Contact by Carl Sagan. It’s a novel (his only one?), now apparently out of print, about contact with extra-terrestrial intelligence. I’ve decided to start a process of discarding books I’m never going to read again, and I recall finding this one a bit disappointing the first time I read it, so it’s a candidate for the recycle bin. I’m only a couple of chapters in, and it starts off well enough, so maybe I’ll keep it.
This got me thinking about SETI in its various manifestations. It’s of interest as a distributed computing project, but I don’t know much about that side of things. More relevantly, I think the fact that nearly all the visible sky has been searched for radio signals, with no result, leads to some interesting and disturbing thoughts. A useful place to start is the (in)famous Drake Equation, which might be better referred to as the Drake Identity.

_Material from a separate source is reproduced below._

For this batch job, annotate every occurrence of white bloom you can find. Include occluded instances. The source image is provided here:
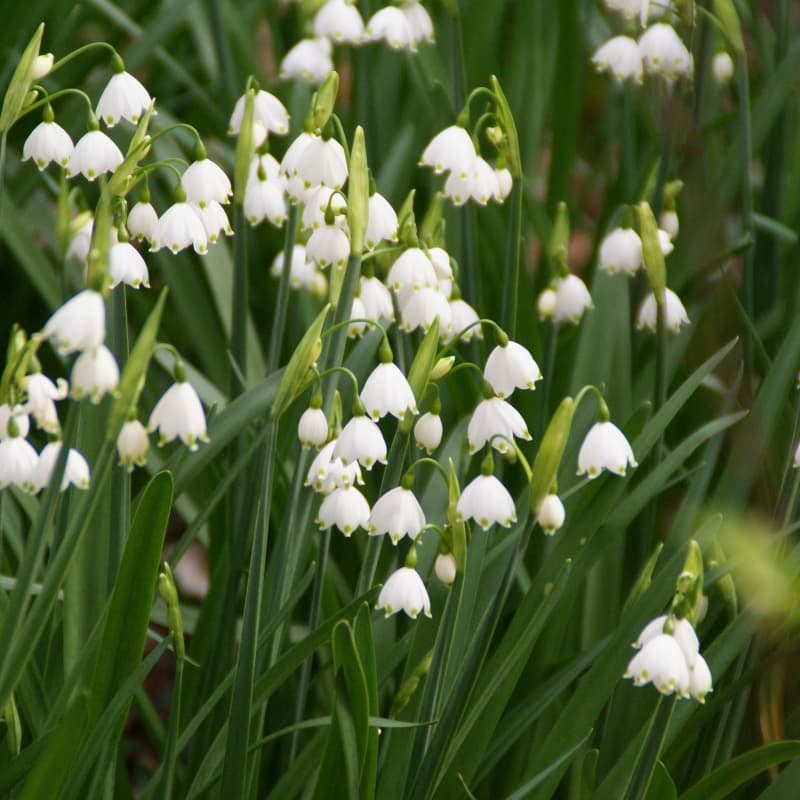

I won’t spell out the details, except to say that I think we can now assert, with high confidence that there are many planets (billions) and very few radio-using civilisations (probably none within thousands of light years of us[1]).
One implication that is fairly solid, I think, is that, either intelligent (radio-using) life arises extremely rarely (say once per galaxy) or interstellar travel is impossible. Otherwise some species would have colonised some planet in our neighbourhood. Either way, it seems certain that we will never have either physical contact or meaningful two-way communication with any other species.
The other implication is that radio-using civilisations either don’t arise often or don’t last long. I tend to favor the first implication. Even now, it would probably be possible for humans to set up a radio beacon in space that would last more or less indefinitely, and would serve as a permanent memorial if we managed to blow ourselves up (or back to the Stone Age). But even with civilisations lasting 100 000 years and arising on thousands of planets in our galaxy, the chances of actual contact (say, two civilisations existing simultaneously within 100 light years of other) would be minuscule.
fn1. In reference to planets a thousand light years away, it would be more precise to say that there were none a thousand years ago.